Apolo, deus do sol, assistiu à toda guerra entre gregos e troianos. E foi por ele, e também por Zeus, o deus dos deuses, por Posseidon, por Atena e por todos os outros, e também, claro, pela honra de defender o próprio país, que Tróia comprou a briga dos gregos que viajaram pelo mar com mais de 50 mil homens.

A desculpa, ora, Helena (Diane Kruger), a mulher mais bonita do mundo, havia sido “roubada” de seu rei Menelau (Brendan Gleeson), de Esparta, para viver uma história de amor com o príncipe de Tróia, Páris (Orlando Bloom).

“Tróia”, filme inspirado no poema Ilíada, de Homero, estréia nesta sexta em diversas salas do País. Trata-se de uma realização épica bastante ambiciosa, que custou 200 milhões de dólares, e o diretor Wolfganf Petersen resolveu encarar.

“É uma história com personagens conhecidos, o que em si já é um desafio. E ainda contamos a história com um pano de fundo extremamente grandioso”, ressalta Petersen.

A lenda diz que a guerra durou 10 anos.

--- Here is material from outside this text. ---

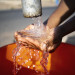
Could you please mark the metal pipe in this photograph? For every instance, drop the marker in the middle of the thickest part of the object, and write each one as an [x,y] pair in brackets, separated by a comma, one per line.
[31,8]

Ilíada, porém, conta apenas os últimos 50 dias.

Quando o rei de Esparta se deu conta que sua rainha havia sido levada para Tróia, país com quem eles tinham almoçado para fazer um tratado de paz, chamou o seu irmão, o poderoso rei Micenas (Brian Cox), que uniu todas as tropas gregas para partir em busca da cunhada (e também para aproveitar e tomar aquele país).

Embora nenhum exército jamais havia invadido as muralhas do reino de Príamo (Peter O’Toole), principalmente porque seu filho, o príncipe Heitor (Eric Bana) era um excelente guerreiro, os gregos realmente estavam interessados em acabar com a soberania da fortaleza.

Desta vez, no entanto, os gregos contaram com a ajuda do temido Aquiles (Brad Pitt), o maior guerreiro vivo e ambicioso por querer que seu nome fique por toda história (e conseguiu).

Depois de os gregos quererem recuar, de os troianos clamarem por paz, 12 dias depois eis que chega um verdadeiro e literal presente de grego em forma de cavalo. Então, uma nação inteira vira cinzas, sem ninguém ao menos para contar a história.

“Pouco a pouco, a personalidade de Aquiles é revelada. Num momento pensamos que ele é um assassino frio e de repente Homero volta no tempo para mostrar outra faceta de Aquiles, e então descobrimos que no passado ele demonstrou muita humanidade e virtude”, conclui Pitt.